24 years ago I preached my first official sermon to a church congregation. I was in Mankato, MN on my internship and the pastor gave me the morning to preach. I preached this text, Luke 16, the story of the rich man and Lazarus. Obviously this isn’t the Lazarus we all know from John 11, yet we know this character very well. Tradition has named this rich man Dives, and I think maybe we know his very well, too.
The sermon was called, “The Tale of Two Tables” since I was at that time a Dickens fan. The text refers to two tables, the banquet table of Dives from which Lazarus wishes he could eat, and the banquet table of the Lamb from which Dives cries for just a drop of water. The point of the sermon is that you have to choose one table or the other – you cannot eat at both.
It is interesting that the guilt of Dives is at best implied but at worst is absent from this story. Dives isn’t a scoundrel or a slaver or a misuser of wealth. He is simply a comfortably wealthy man. Lazarus isn’t a saint, doesn’t save any children from burning buildings, and isn’t notably righteous. He is simply poor, so poor that even the dogs lick his sores (biblically, it doesn’t get any poorer than that). The story seems to be that everyone gets a set amount of comfort, and if you have it in this life, you don’t in the next and vice versa. A bit disquieting as stories go.

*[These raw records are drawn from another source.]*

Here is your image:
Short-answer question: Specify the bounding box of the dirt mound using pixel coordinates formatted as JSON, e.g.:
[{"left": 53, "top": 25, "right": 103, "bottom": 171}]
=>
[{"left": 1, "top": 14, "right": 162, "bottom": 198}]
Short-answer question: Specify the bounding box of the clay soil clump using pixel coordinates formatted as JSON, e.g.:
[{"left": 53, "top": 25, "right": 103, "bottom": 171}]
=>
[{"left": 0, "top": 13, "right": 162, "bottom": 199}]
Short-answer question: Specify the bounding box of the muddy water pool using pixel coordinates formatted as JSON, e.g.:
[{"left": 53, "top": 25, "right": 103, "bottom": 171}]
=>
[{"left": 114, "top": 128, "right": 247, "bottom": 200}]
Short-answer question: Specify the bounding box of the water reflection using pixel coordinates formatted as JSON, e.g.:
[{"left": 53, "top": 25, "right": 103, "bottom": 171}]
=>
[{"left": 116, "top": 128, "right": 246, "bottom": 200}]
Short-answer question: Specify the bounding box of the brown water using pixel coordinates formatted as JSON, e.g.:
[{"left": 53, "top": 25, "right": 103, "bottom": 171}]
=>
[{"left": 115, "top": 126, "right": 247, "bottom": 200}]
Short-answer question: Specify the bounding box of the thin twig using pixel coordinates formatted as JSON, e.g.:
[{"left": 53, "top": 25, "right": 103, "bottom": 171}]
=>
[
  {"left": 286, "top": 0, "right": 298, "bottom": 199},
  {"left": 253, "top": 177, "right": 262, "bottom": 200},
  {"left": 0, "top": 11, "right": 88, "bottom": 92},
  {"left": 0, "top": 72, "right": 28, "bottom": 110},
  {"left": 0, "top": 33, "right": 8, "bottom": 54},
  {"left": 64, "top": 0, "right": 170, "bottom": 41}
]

Yet our Western minds, which have to find some guilt if there is punishment, latch on to Dives’ statement that Abraham, the voice of God in this story, should “warn” his brothers, implying his damnation is out of ignorance, not deviance. Yet Abraham states that if they won’t believe the prophets, which they didn’t, then even if someone came back from the dead they still wouldn’t believe him, a beautiful reference to Jesus Himself.
Which table do you want to eat at? What might that mean for how you live today?